Approach problem solving like two detectives on the same team, not like two lawyers fighting over a settlement
When it comes to relationships, and especially relationships between teachers and students, power struggles get in the way of productive communication. They say the most powerful strategy for building a positive classroom culture is to cultivate positive relationships with students.
That makes sense....if you respect me and I respect you, I'll be more likely to take risks, push my comfort zone, and feel empowered to learn as a student in your class
Before I became a full time classroom teacher, I spent a lot of time observing other teachers. How did they manage their classrooms? How did they approach conflict? How did they work with (and sometimes even fuel) the inevitable power struggle that comes when students have bad days in class. It turns out that classrooms are incredibly emotional, vulnerable places for both students and their teachers. The more I observed other teachers, the more I saw the same scenarios of power struggle play out. A student feels bullied by the teacher, so she becomes even more sensitive to acting out. That teacher feels threatened by the student, so she becomes more likely to struggle against that student. Yelling, physical fighting, cutting class, calling home, calling the student out on their failures....even worse....addressing problem students in resentful and condescending ways. No wonder why high school felt awkward and unsafe for so many of us growing up. No wonder why teenagers are more likely to have anxiety, depression, and contemplate suicide. So the question becomes, instead of acting on our own frustration/anger and yelling at the kids to sit down/put their phone away/stop talking....what are we doing as teachers to address the feelings of failure and vulnerability that underly those behavior issues?
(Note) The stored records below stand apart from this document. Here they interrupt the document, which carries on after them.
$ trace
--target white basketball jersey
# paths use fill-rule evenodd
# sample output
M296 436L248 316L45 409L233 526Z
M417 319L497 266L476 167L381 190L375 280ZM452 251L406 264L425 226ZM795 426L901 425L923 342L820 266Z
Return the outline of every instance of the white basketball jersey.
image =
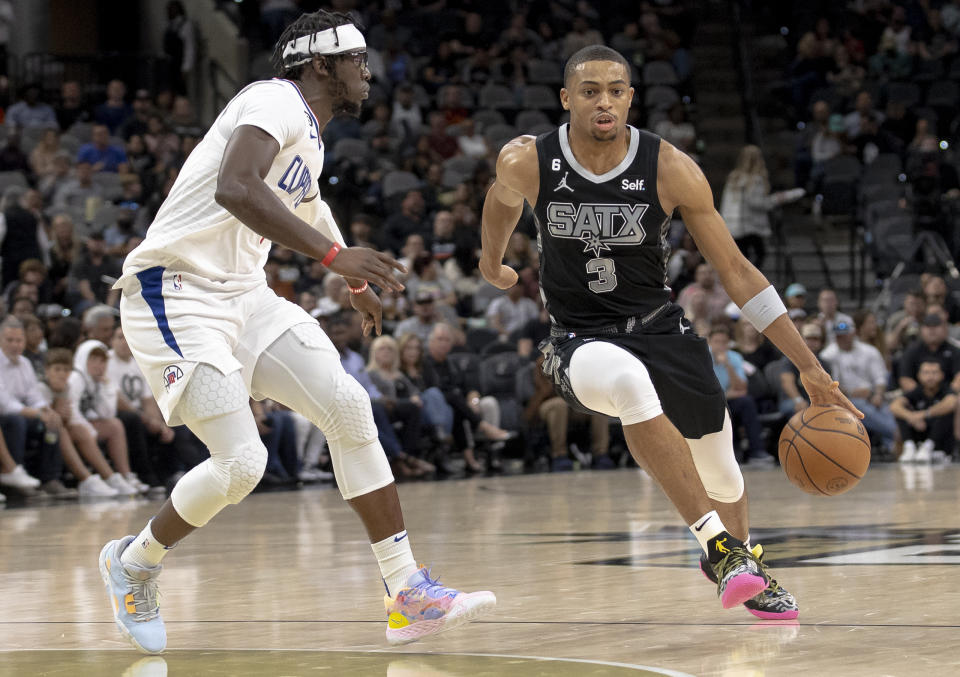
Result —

This brings me back to my detective/lawyer analogy. So often, I'm tempted to be the lawyer. Sit down because I told you to. Put away your phone because you're holding everybody else up. It's your fault your grade is bad, you didn't even study when I told you you should. What would happen if I sat next to my student instead of across from her, like we were two detectives working on the same case. What would it be like to navigate my own feelings about the situation, help the student navigate her feelings about the situation, and approach situations from a place of mutual respect and empathy. This could play out in a few different ways.
I know you had a game yesterday and it's normal to feel overwhelmed with juggling being an athlete and a student at the same time. While I can't give you late credit on this missed homework this time, now we know for next time what to do.
It's totally OK to feel angry....if I were in your situation I would feel angry too. But it's never okay to put your hands on another student. Now we know for next time, if we feel angry, we leave the situation. I care about you.
I can see how much you care about school through the fact that you came for extra tutoring during your lunch. While you didn't pass the test this time, and I can't give you extra credit, I know you did your best and there will be a second chance later on.
Approaching problem solving with empathy means normalizing and validating the feelings while staying true to the consequences of the student's actions. Help the student navigate the feelings but don't let the student take advantage of your boundaries as a teacher. Note that I'm not trying to be "nice" or "understanding". I'm trying to help the students navigate how their feelings shape their mindsets/behaviors. I sure wish my teachers did that with me when I was in high school.
What I've come to learn is students act out when they're feeling overwhelmed. Emotions relate to behaviors. What would it be like to sit next to the student with empathy, on the same team like detectives?